1. An insert toothed bushing processing device, characterized in that: The device includes a split upper mold frame (1) and a lower mold frame (2). The lower mold frame (2) is detachably connected to a first fixed mold core (3) and a second fixed mold core (4) in the middle. The first fixed mold core (3) and the second fixed mold core (4) are distributed vertically and fit together. A first venting groove (5) is formed on one side of the first fixed mold core (3) or the second fixed mold core (4). An air storage chamber (6) is provided on the outside of the first venting groove (5) at the installation gap of the first fixed mold core (3) or the second fixed mold core (4). A second venting groove (7) is provided on the outside of the air storage chamber (6) on one side wall of the first fixed mold core (3). The first venting groove (5), the air storage chamber (6) and the second venting groove (7) are connected in sequence.

2. The insert toothed bushing processing device according to claim 1, characterized in that: An inclined surface (301) is formed on the outer side of the end of the first fixed mold core (3), and an annular air storage chamber (6) is formed between the inclined surface (301), the second fixed mold core (4) and the lower mold frame (2).

3. The insert toothed bushing processing apparatus according to claim 1, characterized in that: The lower mold frame (2) forms a conical mounting cavity (201) in the middle. The first fixed mold core (3) and the second fixed mold core (4) are both fastened and connected in the mounting cavity (201). The outer end of the second fixed mold core (4) is provided with a limiting sleeve (8) for extruding and limiting the first fixed mold core (3) and the second fixed mold core (4). The lower mold frame (2) is detachably connected to the outside of the limiting sleeve (8).

4. The insert toothed bushing processing apparatus according to claim 3, characterized in that: The lower mold frame (2) has a fixed cavity (202) in the middle that connects to the mounting cavity (201). The lower end of the second fixed mold core (4) extends into the fixed cavity (202) and fits against the limiting sleeve (8). The limiting sleeve (8) is fastened with a clamping member (9) on the side away from the second fixed mold core (4). The external thread of the clamping member (9) is connected to the fixed cavity (202).

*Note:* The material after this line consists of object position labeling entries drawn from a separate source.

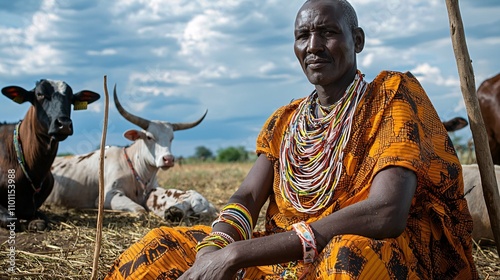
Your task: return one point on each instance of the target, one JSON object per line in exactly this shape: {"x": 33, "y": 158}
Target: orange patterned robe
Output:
{"x": 395, "y": 125}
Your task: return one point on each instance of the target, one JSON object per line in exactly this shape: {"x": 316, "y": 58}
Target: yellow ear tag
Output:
{"x": 80, "y": 105}
{"x": 18, "y": 99}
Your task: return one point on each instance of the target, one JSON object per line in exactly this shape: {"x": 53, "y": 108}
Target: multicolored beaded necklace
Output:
{"x": 312, "y": 150}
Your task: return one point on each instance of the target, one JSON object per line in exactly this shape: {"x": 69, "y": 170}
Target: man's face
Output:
{"x": 324, "y": 43}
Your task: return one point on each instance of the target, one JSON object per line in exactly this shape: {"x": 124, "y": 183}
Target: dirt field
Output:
{"x": 66, "y": 250}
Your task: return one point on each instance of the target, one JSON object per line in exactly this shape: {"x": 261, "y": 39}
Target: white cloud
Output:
{"x": 104, "y": 52}
{"x": 431, "y": 74}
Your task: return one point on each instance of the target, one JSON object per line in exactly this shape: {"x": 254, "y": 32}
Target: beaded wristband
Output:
{"x": 238, "y": 216}
{"x": 308, "y": 241}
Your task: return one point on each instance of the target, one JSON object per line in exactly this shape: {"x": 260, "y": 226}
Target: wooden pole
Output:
{"x": 98, "y": 238}
{"x": 468, "y": 87}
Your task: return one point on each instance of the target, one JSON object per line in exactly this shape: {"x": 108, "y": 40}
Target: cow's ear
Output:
{"x": 18, "y": 94}
{"x": 133, "y": 134}
{"x": 83, "y": 98}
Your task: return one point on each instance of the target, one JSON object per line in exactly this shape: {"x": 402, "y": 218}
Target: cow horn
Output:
{"x": 182, "y": 126}
{"x": 142, "y": 123}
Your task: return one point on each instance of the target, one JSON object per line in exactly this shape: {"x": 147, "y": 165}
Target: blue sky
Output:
{"x": 173, "y": 59}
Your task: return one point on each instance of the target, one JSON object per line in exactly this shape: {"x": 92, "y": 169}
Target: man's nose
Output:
{"x": 315, "y": 43}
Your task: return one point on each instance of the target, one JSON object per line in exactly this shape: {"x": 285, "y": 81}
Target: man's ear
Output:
{"x": 359, "y": 39}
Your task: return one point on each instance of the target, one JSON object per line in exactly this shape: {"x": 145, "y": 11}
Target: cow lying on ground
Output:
{"x": 28, "y": 148}
{"x": 488, "y": 95}
{"x": 475, "y": 200}
{"x": 129, "y": 172}
{"x": 176, "y": 205}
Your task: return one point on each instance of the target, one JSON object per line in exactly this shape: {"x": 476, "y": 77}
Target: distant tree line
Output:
{"x": 229, "y": 154}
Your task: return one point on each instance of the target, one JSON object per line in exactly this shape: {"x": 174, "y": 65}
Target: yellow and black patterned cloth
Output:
{"x": 395, "y": 125}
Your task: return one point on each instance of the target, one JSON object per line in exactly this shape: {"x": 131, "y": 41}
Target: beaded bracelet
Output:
{"x": 306, "y": 235}
{"x": 217, "y": 239}
{"x": 238, "y": 216}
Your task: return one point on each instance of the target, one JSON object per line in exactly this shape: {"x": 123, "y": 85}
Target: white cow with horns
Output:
{"x": 129, "y": 174}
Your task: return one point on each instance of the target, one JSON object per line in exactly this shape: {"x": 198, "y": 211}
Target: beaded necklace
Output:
{"x": 312, "y": 150}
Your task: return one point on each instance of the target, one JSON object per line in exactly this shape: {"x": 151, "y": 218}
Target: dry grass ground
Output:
{"x": 66, "y": 251}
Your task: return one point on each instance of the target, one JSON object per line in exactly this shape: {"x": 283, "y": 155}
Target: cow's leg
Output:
{"x": 6, "y": 219}
{"x": 116, "y": 200}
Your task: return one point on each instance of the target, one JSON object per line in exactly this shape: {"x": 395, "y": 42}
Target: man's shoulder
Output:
{"x": 388, "y": 75}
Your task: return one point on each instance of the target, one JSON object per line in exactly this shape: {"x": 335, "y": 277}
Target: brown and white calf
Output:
{"x": 28, "y": 148}
{"x": 176, "y": 205}
{"x": 129, "y": 172}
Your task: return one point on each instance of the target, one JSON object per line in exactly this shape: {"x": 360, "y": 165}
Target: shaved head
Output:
{"x": 349, "y": 12}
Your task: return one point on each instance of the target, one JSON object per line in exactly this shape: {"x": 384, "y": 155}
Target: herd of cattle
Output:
{"x": 32, "y": 174}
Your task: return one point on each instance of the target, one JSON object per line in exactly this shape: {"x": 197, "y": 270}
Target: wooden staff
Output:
{"x": 98, "y": 238}
{"x": 468, "y": 87}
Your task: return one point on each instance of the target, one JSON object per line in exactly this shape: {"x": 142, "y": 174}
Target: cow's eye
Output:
{"x": 41, "y": 95}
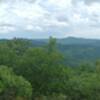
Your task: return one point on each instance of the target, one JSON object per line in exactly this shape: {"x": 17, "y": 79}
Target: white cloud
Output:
{"x": 45, "y": 16}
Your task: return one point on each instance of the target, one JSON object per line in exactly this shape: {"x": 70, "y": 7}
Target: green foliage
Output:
{"x": 13, "y": 85}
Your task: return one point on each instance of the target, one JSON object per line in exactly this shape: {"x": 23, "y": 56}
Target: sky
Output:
{"x": 44, "y": 18}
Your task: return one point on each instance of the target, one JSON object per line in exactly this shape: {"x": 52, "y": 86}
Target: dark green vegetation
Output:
{"x": 41, "y": 70}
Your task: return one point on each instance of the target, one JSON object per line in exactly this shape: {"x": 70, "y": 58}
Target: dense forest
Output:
{"x": 41, "y": 70}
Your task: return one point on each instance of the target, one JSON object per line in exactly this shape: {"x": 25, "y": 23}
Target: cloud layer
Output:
{"x": 43, "y": 18}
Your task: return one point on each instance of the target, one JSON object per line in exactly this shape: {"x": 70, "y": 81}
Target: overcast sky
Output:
{"x": 44, "y": 18}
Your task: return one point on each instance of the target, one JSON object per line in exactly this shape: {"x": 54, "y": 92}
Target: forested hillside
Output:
{"x": 85, "y": 50}
{"x": 43, "y": 70}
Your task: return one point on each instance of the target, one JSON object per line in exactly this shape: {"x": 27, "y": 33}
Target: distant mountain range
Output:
{"x": 75, "y": 50}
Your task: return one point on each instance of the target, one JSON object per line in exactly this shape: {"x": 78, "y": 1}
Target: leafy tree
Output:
{"x": 13, "y": 86}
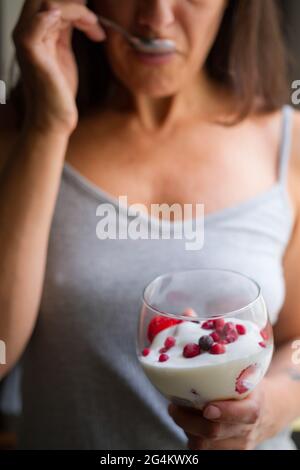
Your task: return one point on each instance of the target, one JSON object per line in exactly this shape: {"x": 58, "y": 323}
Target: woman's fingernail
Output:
{"x": 212, "y": 412}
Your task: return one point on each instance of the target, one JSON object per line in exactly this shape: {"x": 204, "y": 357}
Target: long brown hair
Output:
{"x": 248, "y": 57}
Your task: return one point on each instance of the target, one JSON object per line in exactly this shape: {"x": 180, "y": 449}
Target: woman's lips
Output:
{"x": 154, "y": 59}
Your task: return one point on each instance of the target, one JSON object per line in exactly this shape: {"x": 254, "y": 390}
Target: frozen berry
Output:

5. The insert toothed bushing processing apparatus according to claim 4, characterized in that: The limiting sleeve (8) is provided with a first guide hole and a second guide hole that are interconnected. A pressure bar (10) is slidably connected in the first guide hole. One end of the pressure bar (10) passes through the first guide hole and extends into the second fixed mold core (4). The other end of the pressure bar (10) extends into the second guide hole and forms a pressure head. A push rod (11) is slidably connected in the second guide hole to the outside of the pressure head.

6. The insert toothed bushing processing apparatus according to claim 5, characterized in that: A punch (12) is connected to the middle of the upper mold frame (1), and a forming cavity is formed between the punch (12), the first fixed mold core (3), the second fixed mold core (4) and the pressure bar (10).